MORGANTOWN – West Virginia Army veteran and former POW Jessica Lynch came ot WVU Tuesday night to tell the story of her ordeal and her life since – and to share her message of encouragement and perseverance.
“Any time I am faced with any kind of life struggles, it’s like I just can’t give up,” she said. “Don’t quit now. … Whatever it is, just never give up. Always find something good and positive that you look forward to, and just keep striving.”
WVU’s Center for Veteran, Military and Family Programs hosted Lynch’s appearance.
West Virginia National Guard Adjutant General Bill Crane was pleased to introduce her, and to finally meet her after 21 years.
He was a very young major in 2003 when Lynch was captured, he said. He was assigned the duty of having to inform her parents that she was missing in action.
This week, he and Lynch had lunch together. “I was so glad to finally get to meet her, because it had been 21 years since it had happened.” He turned to her, “I’m so proud of all you do for the state of West Virginia, and our country and for our veterans.”
Lynch opened her story back I 2001, after graduating from high school in May 2001, with plans to become a kindergarten teacher. That plan took an unexpected turn when she, age 18, and her younger sister and older brother were at home one day, and an Army recruiter came to their door.
She and her brother enlisted that day and she trained as a supply clerk, she said.
Jump to 2003. She’d re-enlisted with the hope of serving in Hawaii. Instead, she was deployed to Kuwait. She chuckled, saying her commander told her, “But I’m giving you sand.”
Now 19 and just shy of turning 20, she was part of the 507th Maintenance Company Air Defense Artillery. The invasion of Iraq began March 20. A convoy set out for Baghdad.
On the second day, her unit fell behind, she said. She was among 33 people in 17 vehicles who stayed behind as the rest pushed on. By that night, they realized they were lost and 19 hours behind the convoy.
On March 23, they thought they saw the convoy lights but instead found themselves in the Iraqi city of Nasiriyah. Iraqis with guns started appearing, even children bearing AK-47s. It was an ambush.
She was in a four-person Humvee with five soldiers that crashed into another vehicle. The driver, Lori Piestewa, died in the crash and the three men in the Humvee were shot to death. Lynch was knocked unconscious, taken out and dragged to a nearby palace.
Her captors broke her bones, she said: They snapped her right humerus (upper arm bone), broke vertebrae in her back, her left femur, her ribs, smashed her left tibia with a metal pipe. Her right foot was broken and crushed.

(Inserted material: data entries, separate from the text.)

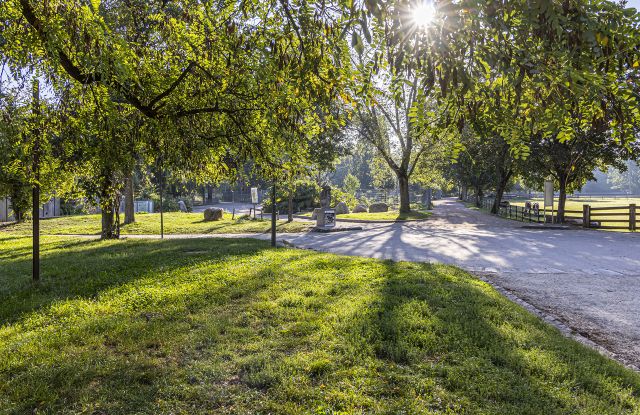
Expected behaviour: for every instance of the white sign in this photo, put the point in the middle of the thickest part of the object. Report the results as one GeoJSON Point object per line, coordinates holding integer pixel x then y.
{"type": "Point", "coordinates": [548, 193]}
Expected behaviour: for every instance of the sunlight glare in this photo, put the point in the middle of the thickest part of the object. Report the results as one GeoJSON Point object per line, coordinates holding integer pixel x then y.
{"type": "Point", "coordinates": [423, 14]}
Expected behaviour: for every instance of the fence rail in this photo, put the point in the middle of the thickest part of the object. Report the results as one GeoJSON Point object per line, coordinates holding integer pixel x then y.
{"type": "Point", "coordinates": [600, 217]}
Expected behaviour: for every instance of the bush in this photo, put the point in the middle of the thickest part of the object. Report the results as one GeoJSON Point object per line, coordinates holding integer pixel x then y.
{"type": "Point", "coordinates": [170, 203]}
{"type": "Point", "coordinates": [306, 196]}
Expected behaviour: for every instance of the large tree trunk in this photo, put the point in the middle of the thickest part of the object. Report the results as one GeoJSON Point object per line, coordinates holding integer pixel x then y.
{"type": "Point", "coordinates": [110, 222]}
{"type": "Point", "coordinates": [403, 182]}
{"type": "Point", "coordinates": [209, 194]}
{"type": "Point", "coordinates": [502, 186]}
{"type": "Point", "coordinates": [479, 196]}
{"type": "Point", "coordinates": [290, 207]}
{"type": "Point", "coordinates": [562, 198]}
{"type": "Point", "coordinates": [129, 206]}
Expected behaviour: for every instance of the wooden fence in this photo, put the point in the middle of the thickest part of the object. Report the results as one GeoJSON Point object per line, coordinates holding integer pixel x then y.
{"type": "Point", "coordinates": [602, 217]}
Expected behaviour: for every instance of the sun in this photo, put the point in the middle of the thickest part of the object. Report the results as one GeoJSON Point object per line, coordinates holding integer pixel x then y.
{"type": "Point", "coordinates": [423, 14]}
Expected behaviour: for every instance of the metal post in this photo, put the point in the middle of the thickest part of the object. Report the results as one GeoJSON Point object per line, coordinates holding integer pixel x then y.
{"type": "Point", "coordinates": [161, 194]}
{"type": "Point", "coordinates": [586, 216]}
{"type": "Point", "coordinates": [36, 183]}
{"type": "Point", "coordinates": [274, 208]}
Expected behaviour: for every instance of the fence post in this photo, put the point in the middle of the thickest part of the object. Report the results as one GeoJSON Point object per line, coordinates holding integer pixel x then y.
{"type": "Point", "coordinates": [586, 216]}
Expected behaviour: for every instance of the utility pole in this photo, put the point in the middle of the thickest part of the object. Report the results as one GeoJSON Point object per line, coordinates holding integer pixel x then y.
{"type": "Point", "coordinates": [274, 213]}
{"type": "Point", "coordinates": [35, 168]}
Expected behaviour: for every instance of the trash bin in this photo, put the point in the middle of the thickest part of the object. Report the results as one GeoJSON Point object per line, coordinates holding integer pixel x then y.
{"type": "Point", "coordinates": [326, 218]}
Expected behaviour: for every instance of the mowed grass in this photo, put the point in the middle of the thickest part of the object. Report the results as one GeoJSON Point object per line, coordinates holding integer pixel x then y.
{"type": "Point", "coordinates": [383, 216]}
{"type": "Point", "coordinates": [576, 205]}
{"type": "Point", "coordinates": [233, 327]}
{"type": "Point", "coordinates": [174, 223]}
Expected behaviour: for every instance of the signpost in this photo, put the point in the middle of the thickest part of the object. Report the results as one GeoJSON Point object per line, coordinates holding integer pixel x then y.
{"type": "Point", "coordinates": [548, 198]}
{"type": "Point", "coordinates": [254, 199]}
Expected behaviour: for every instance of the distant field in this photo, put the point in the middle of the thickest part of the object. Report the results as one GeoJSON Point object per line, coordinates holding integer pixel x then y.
{"type": "Point", "coordinates": [383, 216]}
{"type": "Point", "coordinates": [576, 205]}
{"type": "Point", "coordinates": [174, 223]}
{"type": "Point", "coordinates": [232, 326]}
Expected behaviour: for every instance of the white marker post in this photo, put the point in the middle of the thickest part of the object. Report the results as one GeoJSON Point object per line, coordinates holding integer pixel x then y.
{"type": "Point", "coordinates": [548, 198]}
{"type": "Point", "coordinates": [254, 199]}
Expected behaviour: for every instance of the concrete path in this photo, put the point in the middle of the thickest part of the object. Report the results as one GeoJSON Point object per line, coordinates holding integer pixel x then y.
{"type": "Point", "coordinates": [589, 280]}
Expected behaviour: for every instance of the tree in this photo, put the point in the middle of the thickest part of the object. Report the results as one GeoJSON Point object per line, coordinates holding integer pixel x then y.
{"type": "Point", "coordinates": [351, 184]}
{"type": "Point", "coordinates": [628, 180]}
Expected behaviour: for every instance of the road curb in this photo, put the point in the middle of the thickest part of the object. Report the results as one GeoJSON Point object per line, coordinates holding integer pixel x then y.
{"type": "Point", "coordinates": [558, 324]}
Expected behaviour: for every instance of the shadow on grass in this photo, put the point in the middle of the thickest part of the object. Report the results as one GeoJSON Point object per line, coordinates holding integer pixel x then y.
{"type": "Point", "coordinates": [486, 352]}
{"type": "Point", "coordinates": [93, 266]}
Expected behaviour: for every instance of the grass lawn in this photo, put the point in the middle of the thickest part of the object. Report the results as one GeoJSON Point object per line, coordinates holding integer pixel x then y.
{"type": "Point", "coordinates": [174, 223]}
{"type": "Point", "coordinates": [391, 215]}
{"type": "Point", "coordinates": [211, 326]}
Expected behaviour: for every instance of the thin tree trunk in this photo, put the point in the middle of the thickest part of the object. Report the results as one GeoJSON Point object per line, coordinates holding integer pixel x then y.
{"type": "Point", "coordinates": [290, 207]}
{"type": "Point", "coordinates": [403, 181]}
{"type": "Point", "coordinates": [129, 206]}
{"type": "Point", "coordinates": [479, 195]}
{"type": "Point", "coordinates": [562, 199]}
{"type": "Point", "coordinates": [502, 185]}
{"type": "Point", "coordinates": [110, 225]}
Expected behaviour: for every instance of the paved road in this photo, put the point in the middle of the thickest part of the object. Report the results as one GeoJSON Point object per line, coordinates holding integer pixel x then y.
{"type": "Point", "coordinates": [589, 280]}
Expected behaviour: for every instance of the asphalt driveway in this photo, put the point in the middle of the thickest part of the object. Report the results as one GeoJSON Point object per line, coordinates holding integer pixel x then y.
{"type": "Point", "coordinates": [587, 279]}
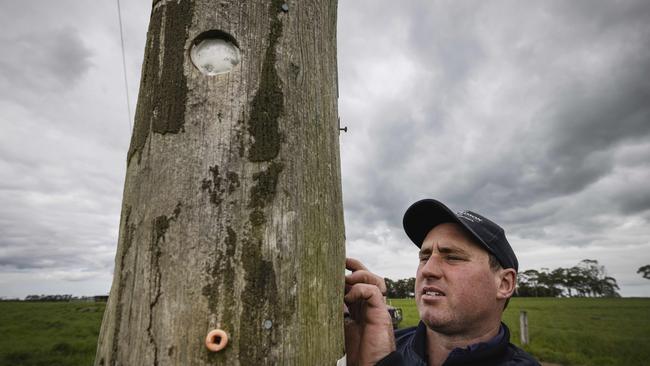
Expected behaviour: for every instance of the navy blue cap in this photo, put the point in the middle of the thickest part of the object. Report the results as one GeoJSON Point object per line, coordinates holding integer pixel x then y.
{"type": "Point", "coordinates": [426, 214]}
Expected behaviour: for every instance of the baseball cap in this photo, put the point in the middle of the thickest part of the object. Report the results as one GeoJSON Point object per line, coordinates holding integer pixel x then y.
{"type": "Point", "coordinates": [426, 214]}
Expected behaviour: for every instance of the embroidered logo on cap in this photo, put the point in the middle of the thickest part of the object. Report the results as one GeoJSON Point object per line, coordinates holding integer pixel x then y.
{"type": "Point", "coordinates": [469, 216]}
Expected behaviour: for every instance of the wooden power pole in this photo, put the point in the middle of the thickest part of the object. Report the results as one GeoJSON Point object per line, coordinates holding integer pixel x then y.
{"type": "Point", "coordinates": [232, 214]}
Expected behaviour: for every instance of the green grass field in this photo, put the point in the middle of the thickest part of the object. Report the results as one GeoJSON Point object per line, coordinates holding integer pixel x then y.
{"type": "Point", "coordinates": [576, 331]}
{"type": "Point", "coordinates": [571, 332]}
{"type": "Point", "coordinates": [49, 333]}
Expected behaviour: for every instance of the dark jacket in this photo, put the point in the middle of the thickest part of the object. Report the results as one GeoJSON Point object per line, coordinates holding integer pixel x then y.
{"type": "Point", "coordinates": [411, 350]}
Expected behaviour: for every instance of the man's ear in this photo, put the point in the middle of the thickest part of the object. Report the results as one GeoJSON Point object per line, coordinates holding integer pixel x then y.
{"type": "Point", "coordinates": [506, 283]}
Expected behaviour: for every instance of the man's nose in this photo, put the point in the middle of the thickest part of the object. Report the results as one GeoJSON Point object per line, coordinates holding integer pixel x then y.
{"type": "Point", "coordinates": [432, 268]}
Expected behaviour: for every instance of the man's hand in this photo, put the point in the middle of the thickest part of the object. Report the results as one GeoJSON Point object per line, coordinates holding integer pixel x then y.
{"type": "Point", "coordinates": [368, 329]}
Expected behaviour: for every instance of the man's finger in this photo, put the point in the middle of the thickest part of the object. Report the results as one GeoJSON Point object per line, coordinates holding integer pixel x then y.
{"type": "Point", "coordinates": [363, 291]}
{"type": "Point", "coordinates": [354, 265]}
{"type": "Point", "coordinates": [363, 276]}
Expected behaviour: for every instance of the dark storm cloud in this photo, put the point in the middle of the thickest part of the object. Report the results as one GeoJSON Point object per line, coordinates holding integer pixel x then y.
{"type": "Point", "coordinates": [571, 89]}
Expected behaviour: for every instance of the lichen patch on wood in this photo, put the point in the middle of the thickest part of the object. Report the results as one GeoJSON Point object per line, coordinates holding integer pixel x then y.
{"type": "Point", "coordinates": [268, 103]}
{"type": "Point", "coordinates": [166, 82]}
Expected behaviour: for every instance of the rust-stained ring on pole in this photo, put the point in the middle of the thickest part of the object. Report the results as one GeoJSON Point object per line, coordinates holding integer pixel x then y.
{"type": "Point", "coordinates": [216, 340]}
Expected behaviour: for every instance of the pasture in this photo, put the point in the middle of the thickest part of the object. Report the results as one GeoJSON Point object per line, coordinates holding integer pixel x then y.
{"type": "Point", "coordinates": [49, 333]}
{"type": "Point", "coordinates": [575, 331]}
{"type": "Point", "coordinates": [570, 332]}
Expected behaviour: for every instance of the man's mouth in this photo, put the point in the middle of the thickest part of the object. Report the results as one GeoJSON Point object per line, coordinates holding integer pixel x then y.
{"type": "Point", "coordinates": [432, 292]}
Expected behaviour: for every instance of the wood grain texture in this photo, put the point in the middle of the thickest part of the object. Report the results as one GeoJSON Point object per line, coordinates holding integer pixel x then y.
{"type": "Point", "coordinates": [232, 210]}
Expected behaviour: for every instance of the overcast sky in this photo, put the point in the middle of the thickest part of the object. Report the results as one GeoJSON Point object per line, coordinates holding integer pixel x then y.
{"type": "Point", "coordinates": [535, 114]}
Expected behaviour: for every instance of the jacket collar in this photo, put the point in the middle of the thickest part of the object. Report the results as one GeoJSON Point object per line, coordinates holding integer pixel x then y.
{"type": "Point", "coordinates": [472, 353]}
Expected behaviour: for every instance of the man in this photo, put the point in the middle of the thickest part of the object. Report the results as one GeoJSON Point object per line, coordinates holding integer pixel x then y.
{"type": "Point", "coordinates": [466, 274]}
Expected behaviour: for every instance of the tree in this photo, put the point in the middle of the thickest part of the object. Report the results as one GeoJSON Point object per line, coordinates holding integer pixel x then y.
{"type": "Point", "coordinates": [645, 271]}
{"type": "Point", "coordinates": [232, 215]}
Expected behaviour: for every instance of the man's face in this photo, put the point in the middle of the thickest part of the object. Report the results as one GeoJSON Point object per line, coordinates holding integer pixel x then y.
{"type": "Point", "coordinates": [455, 289]}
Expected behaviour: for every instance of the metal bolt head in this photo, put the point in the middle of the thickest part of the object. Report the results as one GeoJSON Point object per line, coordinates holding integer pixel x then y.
{"type": "Point", "coordinates": [267, 324]}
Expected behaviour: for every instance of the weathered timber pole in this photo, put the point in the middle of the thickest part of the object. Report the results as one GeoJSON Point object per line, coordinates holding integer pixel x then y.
{"type": "Point", "coordinates": [232, 215]}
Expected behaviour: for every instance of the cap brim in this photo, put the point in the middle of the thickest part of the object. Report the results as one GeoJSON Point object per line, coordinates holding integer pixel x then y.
{"type": "Point", "coordinates": [423, 216]}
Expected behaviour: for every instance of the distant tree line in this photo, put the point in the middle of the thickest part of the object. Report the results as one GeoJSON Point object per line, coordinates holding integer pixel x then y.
{"type": "Point", "coordinates": [48, 298]}
{"type": "Point", "coordinates": [98, 298]}
{"type": "Point", "coordinates": [586, 279]}
{"type": "Point", "coordinates": [400, 289]}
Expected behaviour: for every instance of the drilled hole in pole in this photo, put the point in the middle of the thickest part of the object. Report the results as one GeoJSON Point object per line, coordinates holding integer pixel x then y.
{"type": "Point", "coordinates": [215, 52]}
{"type": "Point", "coordinates": [216, 340]}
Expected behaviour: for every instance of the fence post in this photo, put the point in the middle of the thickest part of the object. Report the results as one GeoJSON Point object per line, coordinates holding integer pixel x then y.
{"type": "Point", "coordinates": [523, 327]}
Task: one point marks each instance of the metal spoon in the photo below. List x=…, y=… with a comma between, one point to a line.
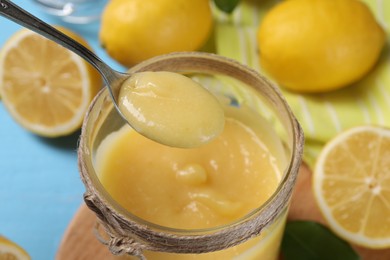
x=112, y=78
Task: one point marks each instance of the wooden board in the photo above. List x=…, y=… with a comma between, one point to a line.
x=79, y=242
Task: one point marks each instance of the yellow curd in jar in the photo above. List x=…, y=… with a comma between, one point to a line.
x=204, y=187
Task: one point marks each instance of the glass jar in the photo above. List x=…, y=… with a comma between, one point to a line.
x=258, y=234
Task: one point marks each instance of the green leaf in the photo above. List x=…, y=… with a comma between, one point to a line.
x=226, y=5
x=306, y=240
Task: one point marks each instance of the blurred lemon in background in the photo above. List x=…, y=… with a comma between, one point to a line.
x=11, y=251
x=45, y=87
x=319, y=45
x=135, y=30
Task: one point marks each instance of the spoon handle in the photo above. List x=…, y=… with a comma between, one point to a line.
x=16, y=14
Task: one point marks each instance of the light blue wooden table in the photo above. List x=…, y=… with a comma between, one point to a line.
x=40, y=187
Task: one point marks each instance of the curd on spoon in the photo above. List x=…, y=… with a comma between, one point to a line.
x=171, y=109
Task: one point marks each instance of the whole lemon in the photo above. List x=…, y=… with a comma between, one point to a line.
x=319, y=45
x=134, y=30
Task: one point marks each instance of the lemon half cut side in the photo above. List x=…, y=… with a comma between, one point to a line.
x=45, y=87
x=351, y=184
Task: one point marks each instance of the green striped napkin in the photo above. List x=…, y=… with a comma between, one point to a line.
x=322, y=116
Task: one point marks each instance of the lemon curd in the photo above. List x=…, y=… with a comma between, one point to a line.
x=171, y=109
x=208, y=186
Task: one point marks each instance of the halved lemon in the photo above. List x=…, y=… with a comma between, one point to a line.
x=10, y=250
x=351, y=185
x=45, y=87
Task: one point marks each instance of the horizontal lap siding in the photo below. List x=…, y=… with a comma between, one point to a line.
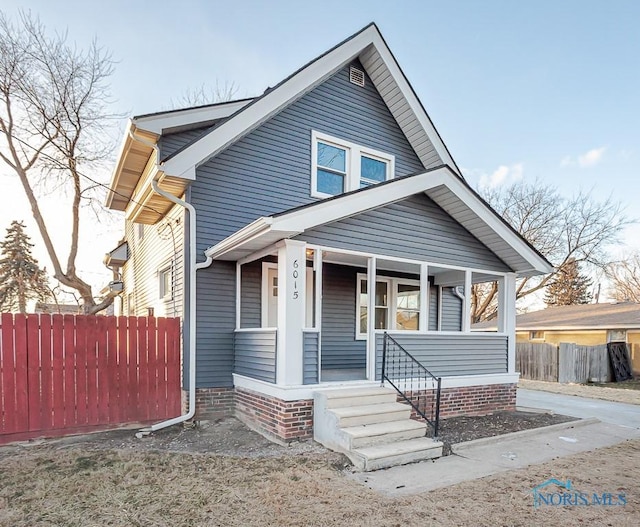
x=340, y=349
x=414, y=228
x=215, y=324
x=450, y=355
x=269, y=170
x=161, y=246
x=255, y=355
x=251, y=293
x=310, y=357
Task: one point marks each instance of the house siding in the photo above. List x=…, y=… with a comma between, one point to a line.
x=216, y=319
x=450, y=355
x=269, y=170
x=255, y=354
x=414, y=228
x=171, y=143
x=161, y=246
x=340, y=349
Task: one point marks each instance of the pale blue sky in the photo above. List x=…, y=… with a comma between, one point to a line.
x=544, y=89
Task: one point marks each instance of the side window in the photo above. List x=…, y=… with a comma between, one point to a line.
x=165, y=288
x=340, y=166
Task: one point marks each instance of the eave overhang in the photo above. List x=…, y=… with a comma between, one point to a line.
x=441, y=184
x=370, y=48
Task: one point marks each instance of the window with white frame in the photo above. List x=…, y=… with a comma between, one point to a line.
x=165, y=282
x=397, y=304
x=340, y=166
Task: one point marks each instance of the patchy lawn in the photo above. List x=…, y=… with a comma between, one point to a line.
x=80, y=485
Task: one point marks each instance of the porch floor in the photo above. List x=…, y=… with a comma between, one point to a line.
x=351, y=374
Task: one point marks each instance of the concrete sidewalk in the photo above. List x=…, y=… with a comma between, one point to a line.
x=484, y=457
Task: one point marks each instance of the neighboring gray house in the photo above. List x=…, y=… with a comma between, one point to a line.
x=296, y=201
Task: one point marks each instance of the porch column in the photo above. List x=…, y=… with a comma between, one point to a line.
x=507, y=316
x=291, y=311
x=466, y=304
x=317, y=323
x=371, y=318
x=423, y=323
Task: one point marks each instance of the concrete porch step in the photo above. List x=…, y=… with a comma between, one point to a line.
x=398, y=453
x=359, y=396
x=388, y=432
x=370, y=414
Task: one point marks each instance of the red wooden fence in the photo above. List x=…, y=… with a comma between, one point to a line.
x=63, y=374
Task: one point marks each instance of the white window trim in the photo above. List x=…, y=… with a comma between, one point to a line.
x=392, y=312
x=353, y=158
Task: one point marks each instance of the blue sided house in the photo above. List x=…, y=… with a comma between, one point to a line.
x=320, y=245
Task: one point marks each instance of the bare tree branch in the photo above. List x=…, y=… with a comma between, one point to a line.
x=577, y=229
x=53, y=110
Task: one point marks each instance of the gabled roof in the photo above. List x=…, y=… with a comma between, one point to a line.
x=134, y=156
x=624, y=315
x=441, y=184
x=382, y=68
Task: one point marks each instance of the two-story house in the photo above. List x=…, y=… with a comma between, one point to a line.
x=264, y=222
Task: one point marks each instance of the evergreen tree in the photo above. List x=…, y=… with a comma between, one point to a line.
x=569, y=287
x=21, y=278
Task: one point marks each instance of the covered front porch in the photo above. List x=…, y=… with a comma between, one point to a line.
x=305, y=317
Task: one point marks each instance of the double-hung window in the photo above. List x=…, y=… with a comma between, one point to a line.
x=341, y=166
x=397, y=304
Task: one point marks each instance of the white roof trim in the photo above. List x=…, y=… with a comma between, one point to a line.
x=289, y=224
x=293, y=88
x=163, y=122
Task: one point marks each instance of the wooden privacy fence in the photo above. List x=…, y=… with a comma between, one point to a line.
x=564, y=363
x=68, y=374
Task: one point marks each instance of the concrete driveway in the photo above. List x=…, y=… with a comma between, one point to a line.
x=608, y=412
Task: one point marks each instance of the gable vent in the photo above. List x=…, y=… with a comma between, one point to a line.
x=356, y=76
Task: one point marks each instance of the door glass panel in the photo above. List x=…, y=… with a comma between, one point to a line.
x=381, y=294
x=381, y=318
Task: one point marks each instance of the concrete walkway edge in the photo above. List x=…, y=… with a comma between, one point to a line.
x=465, y=445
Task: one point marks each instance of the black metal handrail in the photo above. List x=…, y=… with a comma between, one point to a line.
x=399, y=365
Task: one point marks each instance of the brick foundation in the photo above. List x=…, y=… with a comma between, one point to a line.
x=213, y=403
x=282, y=420
x=291, y=420
x=472, y=400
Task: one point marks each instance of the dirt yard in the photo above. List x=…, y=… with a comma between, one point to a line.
x=108, y=479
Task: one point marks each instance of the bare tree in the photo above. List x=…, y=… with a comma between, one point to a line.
x=53, y=110
x=624, y=277
x=563, y=229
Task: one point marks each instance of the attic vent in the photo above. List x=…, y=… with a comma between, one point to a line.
x=356, y=76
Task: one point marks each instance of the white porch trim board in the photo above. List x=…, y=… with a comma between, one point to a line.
x=303, y=392
x=291, y=312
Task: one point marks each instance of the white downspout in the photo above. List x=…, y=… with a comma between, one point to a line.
x=193, y=267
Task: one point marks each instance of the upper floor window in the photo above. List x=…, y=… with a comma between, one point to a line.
x=340, y=166
x=165, y=288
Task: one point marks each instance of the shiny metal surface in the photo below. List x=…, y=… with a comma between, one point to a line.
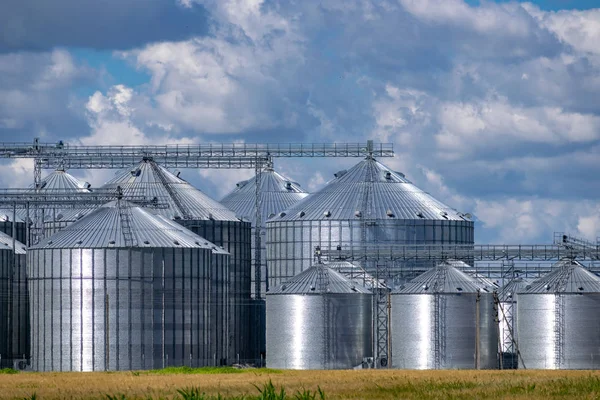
x=97, y=307
x=143, y=179
x=6, y=225
x=318, y=320
x=6, y=267
x=103, y=228
x=507, y=318
x=435, y=323
x=277, y=193
x=558, y=320
x=212, y=221
x=368, y=204
x=18, y=309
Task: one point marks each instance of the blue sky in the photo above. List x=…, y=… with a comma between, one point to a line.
x=492, y=106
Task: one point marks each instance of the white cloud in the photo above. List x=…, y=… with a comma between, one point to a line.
x=580, y=29
x=521, y=220
x=505, y=19
x=467, y=127
x=225, y=83
x=35, y=88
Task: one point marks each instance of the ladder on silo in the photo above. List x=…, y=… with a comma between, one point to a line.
x=322, y=288
x=174, y=195
x=125, y=220
x=559, y=317
x=508, y=339
x=439, y=321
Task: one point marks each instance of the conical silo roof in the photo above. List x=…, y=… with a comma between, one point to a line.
x=185, y=201
x=469, y=270
x=318, y=279
x=6, y=242
x=444, y=278
x=116, y=224
x=369, y=190
x=61, y=181
x=277, y=193
x=567, y=276
x=355, y=273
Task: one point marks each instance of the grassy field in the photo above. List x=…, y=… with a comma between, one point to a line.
x=366, y=384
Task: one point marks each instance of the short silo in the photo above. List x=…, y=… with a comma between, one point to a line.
x=14, y=261
x=61, y=182
x=507, y=320
x=559, y=323
x=369, y=204
x=319, y=319
x=443, y=319
x=206, y=217
x=122, y=289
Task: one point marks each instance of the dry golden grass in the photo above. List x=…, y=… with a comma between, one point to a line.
x=365, y=384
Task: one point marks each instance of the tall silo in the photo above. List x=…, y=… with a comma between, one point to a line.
x=276, y=193
x=7, y=217
x=443, y=319
x=507, y=320
x=319, y=319
x=14, y=303
x=122, y=289
x=559, y=323
x=204, y=216
x=61, y=182
x=368, y=204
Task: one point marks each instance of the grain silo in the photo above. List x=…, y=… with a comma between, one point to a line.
x=204, y=216
x=60, y=182
x=507, y=320
x=7, y=217
x=122, y=289
x=355, y=273
x=558, y=320
x=14, y=303
x=368, y=204
x=276, y=193
x=443, y=319
x=318, y=320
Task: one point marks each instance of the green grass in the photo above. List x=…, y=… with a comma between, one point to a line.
x=207, y=370
x=267, y=391
x=8, y=371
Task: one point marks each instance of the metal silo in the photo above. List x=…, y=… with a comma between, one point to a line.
x=319, y=319
x=122, y=289
x=14, y=303
x=204, y=216
x=368, y=204
x=443, y=319
x=7, y=216
x=355, y=273
x=61, y=181
x=276, y=193
x=507, y=320
x=559, y=323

She awoke in a bed in what was then called Saddam Hospital. She couldn’t feel anything from waist down. She was constantly moved around the hospital and one day taken to an operating room.
“I started to freak out,” she said. She didn’t know what they were going to do. She cried and begged them to stop. They did and returned her to a room.
For a time, she was taken to an abandoned building on the outskirts of town and left alone, then returned to the hospital. She had no sense of time. Except for 4 ounces of orange juice served to her for a proof-of-life video, she had no food or water.
Her rescuers arrived on April 1. In a hospital in Germany, she learned the Iraqis has removed her femur and replaced it with an unsterilized 1940s rod designed for a man, which caused an infection. She’d been taken to the Iraqi OR to have the leg amputated.
Since then, she’s had 22 surgeries and soon faces her ninth surgery on her foot. But she carries on. “I know that I am just blessed to be here.” With each surgery, “I come out stronger than I went in.”
More of her story unfolded during a Q&A session.
About 10 years ago, she wa shit with PTSD. “It was just kind of like a light switch that flipped on me.”
She reached a point of planning suicide and was alone in her car when she suddenly thought, “I don’t want my daughter to grow up without a mom.”
She won’t compare her nine days to the years other veterans have suffered in captivity. But, “in the shape that I was in, I definitely would not have survived any more than that.” She felt the life fading from her.
She finally did achieve her career dream. She earned her bachelor’s and master’s degrees and she now substitute teaches in Wirt and Wood counties. And she also serves part time with the state Department of Veterans Assistance helping with claims.
And she did finally make it to Hawaii, with some friends. “We just got to relax and chill on the beach – the real sand.”